Vergide adalet yazılı dövizi taşıyan kadın

Fotoğraf: Evrensel 

Paylaş

Türkiye’de emekçilerin durumu, son yıllarda giderek kötüleşen ekonomik koşullar, sürekli artan enflasyon ve hayat pahalılığı nedeniyle daha da zorlaşmaya başladı. Enflasyondaki artışın hız kesmemesi, ücret artışlarının fiyat artışlarının gerisinde kalması, milyonların ciddi anlamda alım gücü kaybı yaşamasına neden oldu. Bu durum, sadece asgari ücret ve civarı ücret alanlar için değil, genel olarak ücretli emekçilerin tamamına yakını açısından da önemli sorunlar yaratmaya başladı.

Fiilen çalıştığı halde yoksulluk sınırının altında kalan birey ve hane halkları sayısı her geçen gün artıyor. Türkiye’de birkaç yıldır kelimenin tam anlamıyla ‘Çalışarak yoksullaşma’ durumu yaşanıyor. Mehmet Şimşek öncülüğünde uygulanan son ekonomik program sonrasında bu durum daha belirgin hale geldi. Nitekim Şimşek programı çerçevesinde art arda açıklanan vergi paketlerine bakıldığında, hükümetin ekonomi politikasının özünü ‘az kazanandan çok, çok kazanandan az vergi’ alınması oluşturuyor. Gelirine göre az kazanandan çok, çok kazanandan az vergi alınması kaçınılmaz olarak hem yoksullaşmaya hem de gelir dağılımının yoksul emekçiler aleyhine bozulmasına neden oluyor.

Temel gıda ürünleri başta olmak üzere, mal ve hizmetlerin fiyatlarındaki artış devam ediyor. Özellikle gıda fiyatları son üç yıldır sürekli artıyor ve bu durum özellikle düşük gelirli hane halklarının yaşadığı ekonomik zorlukları daha da derinleştiriyor. Dünya çapında gıda fiyatlarında yaşanan düşüşe rağmen Türkiye’de gıda fiyatlarının artmaya devam etmesinin mantıklı açıklamasını bulmak zor.
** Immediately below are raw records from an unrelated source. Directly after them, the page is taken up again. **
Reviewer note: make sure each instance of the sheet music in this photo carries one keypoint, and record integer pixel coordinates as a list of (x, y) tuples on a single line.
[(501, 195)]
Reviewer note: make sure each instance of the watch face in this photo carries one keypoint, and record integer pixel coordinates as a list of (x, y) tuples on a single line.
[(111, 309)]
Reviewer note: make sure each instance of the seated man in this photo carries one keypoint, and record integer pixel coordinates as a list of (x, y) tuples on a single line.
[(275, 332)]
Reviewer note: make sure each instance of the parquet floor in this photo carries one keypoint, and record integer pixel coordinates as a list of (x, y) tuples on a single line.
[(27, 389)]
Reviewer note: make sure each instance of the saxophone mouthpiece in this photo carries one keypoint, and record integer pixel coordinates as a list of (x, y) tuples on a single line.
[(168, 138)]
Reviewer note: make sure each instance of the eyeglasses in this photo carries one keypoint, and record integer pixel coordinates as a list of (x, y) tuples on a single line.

Asgari ücretin ücretli emekçilerinin büyük bölümü için temel geçim kaynağı olması ve bu yıl ara zam yapılmaması nedeniyle mevcut ücret düzeylerinin yetersiz kalması, emekçilerin günlük yaşamında özellikle barınma ve gıda harcamaları üzerinde büyük bir baskı oluşturmaya başladı. TÜİK verilerine göre, ücretli emekçiler gelirlerinin büyük bir kısmını gıda, barınma (kira, elektrik, su, doğalgaz vb.) ve ulaşım gibi temel giderlere ayırıyor. Temel gıda maddeleri, günlük hayatta en çok tüketilen ürünler arasında yer alırken, son yıllarda gıda enflasyonundaki aşırı artış nedeniyle milyonlarca emekçi ailesi en temel besin ihtiyaçlarını karşılamakta bile zorlanıyor.
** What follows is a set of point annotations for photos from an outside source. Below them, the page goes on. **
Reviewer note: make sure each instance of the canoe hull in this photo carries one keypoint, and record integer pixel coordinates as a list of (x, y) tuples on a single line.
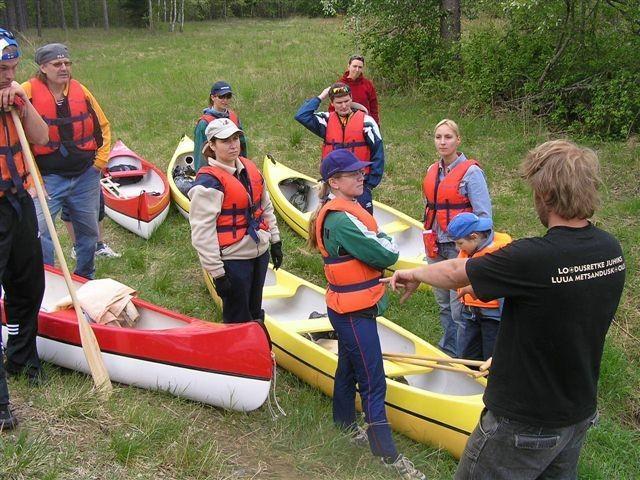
[(406, 231), (432, 416), (140, 207), (170, 352), (182, 156)]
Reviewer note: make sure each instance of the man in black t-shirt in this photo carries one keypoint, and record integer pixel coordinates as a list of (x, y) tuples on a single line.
[(561, 292)]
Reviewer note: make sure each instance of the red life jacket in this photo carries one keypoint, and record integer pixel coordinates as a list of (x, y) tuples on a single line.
[(499, 240), (353, 285), (210, 118), (349, 136), (443, 198), (13, 168), (81, 118), (241, 212)]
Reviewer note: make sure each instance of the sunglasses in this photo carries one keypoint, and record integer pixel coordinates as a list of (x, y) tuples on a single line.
[(60, 63)]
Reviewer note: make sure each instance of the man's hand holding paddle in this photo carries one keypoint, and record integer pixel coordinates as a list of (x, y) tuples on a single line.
[(402, 280)]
Türkiye’de bir işte çalışıp da elde edilen gelir düzeyi ile asgari ekonomik ve sosyal hizmetlere ulaşamayan, toplumun diğer kesimlerine göre görece yoksulluk içinde kalan kişilerin sayısı her geçen gün artıyor. Düzenli bir işi olanlar bile çalışmaları sonucunda temel gereksinimlerini karşılayacak düzeyde gelir elde edemediği için ciddi anlamda borç yükü altına girmek zorunda. Enflasyonla mücadele bahanesiyle sermayeyi koruyup kollamayı merkeze alan mevcut ekonomik program ile ücretli emekçilerin yaşadığı yoksullaşmanın önüne geçilebilmesi mümkün değil.

Türkiye Bankalar Birliği (TBB) Risk Merkezinin verilerine göre kredi ve kredi kartı borçlanmalarının son bir yıl içinde büyük artış görülürken, borçlanma faizlerindeki hızlı artış nedeniyle borç geri ödemelerinde ciddi sorunlar yaşanıyor. Parasal sıkılaştırma politikaları ve bankaların kredi verme politikalarındaki değişikliklerin borçlanmaların azalmasına etkisi beklendiği kadar olmadı. Nitekim genel olarak bakıldığında hane halkının borç miktarlarında ve borçlarını ödeyemeyen kişi sayısında ciddi artışlar var. Bu eğilimin işçiler, kamu emekçileri ve emeklilere yönelik olarak uygulanan mevcut ücret ve gelir politikaları ile yüksek enflasyon ikileminin de etkisiyle önümüzdeki aylarda daha da derinleşmesi şaşırtıcı olmayacak.